Gating Our Content Doesn’t Align With Our Mission
Bottom line: We’re in the middle of a pandemic. Our resources can help healthcare communicators do their jobs better. We want you to have access to those resources.
As Mark Schaefer mentions in his thought-provoking blog post on the topic, research shows people hate gated content. An astonishing 90% of people won’t download content if it requires an email address.
Will Ungating Our Content Help Us Build Meaningful Relationships? We Hope So
The No. 1 reason we’re doing this is to service our industry and help others. We also believe that this approach might lead to more meaningful business relationships than the old method of bartering email addresses for content.
If healthcare organizations get value from our content, they know where to find us and will reach out.
We Want Our Content Out in the World, Providing Value
Our tools can help healthcare marketers create educational, empathetic content. So why should it sit behind a form on our website? We want our cheat sheets printed out, tacked on your board. We want our eBooks and checklists bookmarked on your browser for easy reference.
So, if you haven’t downloaded any of our publications yet, please help yourself!

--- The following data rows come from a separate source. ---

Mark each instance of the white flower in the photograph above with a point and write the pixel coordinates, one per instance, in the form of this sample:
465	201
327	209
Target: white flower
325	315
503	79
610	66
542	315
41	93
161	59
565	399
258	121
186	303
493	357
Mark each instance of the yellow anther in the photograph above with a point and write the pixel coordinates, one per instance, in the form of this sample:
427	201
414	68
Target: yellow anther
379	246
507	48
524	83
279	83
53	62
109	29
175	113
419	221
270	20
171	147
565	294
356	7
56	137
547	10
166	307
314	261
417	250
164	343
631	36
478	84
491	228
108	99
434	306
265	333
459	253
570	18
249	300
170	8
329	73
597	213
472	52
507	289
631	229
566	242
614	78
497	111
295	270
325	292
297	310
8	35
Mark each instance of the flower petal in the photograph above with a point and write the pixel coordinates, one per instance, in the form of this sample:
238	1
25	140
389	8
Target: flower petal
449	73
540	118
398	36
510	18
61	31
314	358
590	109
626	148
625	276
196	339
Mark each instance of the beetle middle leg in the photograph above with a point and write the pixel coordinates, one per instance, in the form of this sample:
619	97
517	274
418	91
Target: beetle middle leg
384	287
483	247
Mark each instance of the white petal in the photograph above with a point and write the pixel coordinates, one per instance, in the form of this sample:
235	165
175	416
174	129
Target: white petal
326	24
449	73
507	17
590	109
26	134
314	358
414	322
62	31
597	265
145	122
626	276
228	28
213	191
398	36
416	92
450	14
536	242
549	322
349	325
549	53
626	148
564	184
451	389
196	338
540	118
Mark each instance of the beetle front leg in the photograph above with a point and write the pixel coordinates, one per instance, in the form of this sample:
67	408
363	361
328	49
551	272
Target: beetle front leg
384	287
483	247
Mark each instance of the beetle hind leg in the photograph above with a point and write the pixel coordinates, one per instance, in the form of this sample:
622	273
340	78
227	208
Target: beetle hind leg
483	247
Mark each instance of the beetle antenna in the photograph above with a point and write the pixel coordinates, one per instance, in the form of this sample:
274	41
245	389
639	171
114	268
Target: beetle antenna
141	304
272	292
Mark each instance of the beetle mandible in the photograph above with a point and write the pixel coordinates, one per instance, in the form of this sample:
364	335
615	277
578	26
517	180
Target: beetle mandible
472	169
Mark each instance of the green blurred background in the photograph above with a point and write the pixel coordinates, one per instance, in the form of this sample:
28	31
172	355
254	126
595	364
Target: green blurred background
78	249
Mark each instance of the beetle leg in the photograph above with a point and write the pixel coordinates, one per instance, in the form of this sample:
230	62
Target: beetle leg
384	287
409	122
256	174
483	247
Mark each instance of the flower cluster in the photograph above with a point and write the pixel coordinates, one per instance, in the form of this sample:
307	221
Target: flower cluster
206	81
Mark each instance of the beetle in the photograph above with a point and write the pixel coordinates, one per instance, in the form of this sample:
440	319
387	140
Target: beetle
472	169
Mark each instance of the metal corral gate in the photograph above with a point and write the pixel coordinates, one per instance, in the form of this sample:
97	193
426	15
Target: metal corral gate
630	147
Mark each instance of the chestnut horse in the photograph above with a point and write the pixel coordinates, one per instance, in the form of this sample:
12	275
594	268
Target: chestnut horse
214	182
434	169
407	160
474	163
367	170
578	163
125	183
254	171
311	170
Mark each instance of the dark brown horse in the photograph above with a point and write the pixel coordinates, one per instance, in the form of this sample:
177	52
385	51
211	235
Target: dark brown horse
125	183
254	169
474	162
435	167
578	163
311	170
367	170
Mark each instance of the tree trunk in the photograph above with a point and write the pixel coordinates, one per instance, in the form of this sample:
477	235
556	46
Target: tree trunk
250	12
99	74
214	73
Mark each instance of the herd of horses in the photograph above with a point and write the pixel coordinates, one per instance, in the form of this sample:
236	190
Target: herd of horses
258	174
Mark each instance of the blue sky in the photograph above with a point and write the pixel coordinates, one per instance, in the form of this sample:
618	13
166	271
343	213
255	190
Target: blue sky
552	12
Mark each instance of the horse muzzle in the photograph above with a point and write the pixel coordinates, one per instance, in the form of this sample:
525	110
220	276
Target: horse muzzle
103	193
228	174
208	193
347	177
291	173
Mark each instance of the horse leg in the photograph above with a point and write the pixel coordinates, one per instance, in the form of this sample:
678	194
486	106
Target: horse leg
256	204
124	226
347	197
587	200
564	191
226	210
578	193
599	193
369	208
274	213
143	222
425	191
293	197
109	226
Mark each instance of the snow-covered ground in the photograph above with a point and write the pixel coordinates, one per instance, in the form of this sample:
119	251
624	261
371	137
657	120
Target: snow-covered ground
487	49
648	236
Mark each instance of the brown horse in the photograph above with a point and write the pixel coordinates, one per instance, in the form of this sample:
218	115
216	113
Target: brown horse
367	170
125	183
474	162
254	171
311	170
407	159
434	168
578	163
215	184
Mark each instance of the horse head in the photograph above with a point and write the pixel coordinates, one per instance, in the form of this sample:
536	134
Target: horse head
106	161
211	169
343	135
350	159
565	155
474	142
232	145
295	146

Here’s some content that may interest you:
- Checklist: How to Create Content About the COVID-19 Vaccine
- eBook: 7 Best Practices for Long-Term Telehealth Success
- Cheat Sheet: How to Be Clear During COVID-19, Part 1 and Part 2
- eBook: Writing About Difficult Healthcare Topics
- Infographic: 5 Steps to Fight Fake Healthcare News
Why You May Want to Ungate Your Content
We were inspired to ungate our content after reading Mark Schaefer’s eye-opening post.
Here are some reasons you may want to consider doing the same:
- Remove roadblocks: Schaefer likens asking for an email before providing content to putting up a stop sign in front of it.
- Increase shares: No matter how great a piece of content is, it’s unlikely to gain traction on social media or get forwarded if it requires people to give up their information.
- Build trust: We all want to deepen our relationship with our customers. A more meaningful, effective way to do that is to give them something freely rather than make a trade.
- Invoke reciprocity: If you still want those email addresses, ask for them after you’ve provided the content. Roger Dooley of Neuromarketing suggests that because you’ve given something of value to people, they may be more likely to complete a form.
We’ll Share the Results of Our Experiment
As marketers, we’re always interested in understanding ROI and meeting business objectives too. So, although we’ve made this decision so we could be of service, we’ll still keep an eye on the data. In a few months, we’ll let you know if this change affected our results. For now, it’s the right decision in our hearts, so that’s how we’re going to proceed.